Whatever the reason, it is hard to deny that a widespread loss of access to communications could be terrible for us. So many critical services depend on uninterrupted access to online servers or digital transport lines that the world could quickly crumble with the loss of digital economic or public safety systems.

So what can we do to help us maintain communications in the event of a trenching gone wrong or an attack on infrastructure?

Go Ham

Ham Radio is a style of communication that utilizes licensed frequencies on the available radio frequency system. The name sounds strange, and is not an acronym for High Air Majesty, as many might have suspected. Or not suspected.

The term “ham” actually refers to the fact that the operators of these set-ups are amateurs. The story goes that a bit of a turf war was started between the wired telegram operators and the wireless telegram operators, who used radios to broadcast the same dots and dashes as those connected to a cable coming in through a hole in the wall. The operators who had to be tied to a cable said that the receipt of the Morse code signals seemed “ham-fisted” and not as clear as the wired-style signals. The dig stuck, and these early operations were known as ham radio operators.

Unfortunately for the smug, wired telegram operators, they ended up going the way of the dodo, and the hams stuck around.

Thankfully, the growth of radio use for sending and receiving of messages continued to grow, as well as the network of operators across the country, then the globe, and then into outer space.

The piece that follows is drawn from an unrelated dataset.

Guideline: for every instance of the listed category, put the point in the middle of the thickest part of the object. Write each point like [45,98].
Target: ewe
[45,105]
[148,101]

Originally, the ham radio network was for more official uses, including sending and receiving messages. As technology improved and the units became smaller and less expensive, the variety of owners increased to a point where some structure was needed to help ensure that the amateur radio operator wouldn’t interrupt emergency or critical service broadcasts.

The Federal Communications Commission regulates the airwaves here in the US, and they are the ones who dictate which frequencies can be utilized for saying hi to a friend at a cattle station in Australia. These frequencies usually vary according to your home base location, and you do require a license to be able to transmit on those frequencies, but none is needed to receive.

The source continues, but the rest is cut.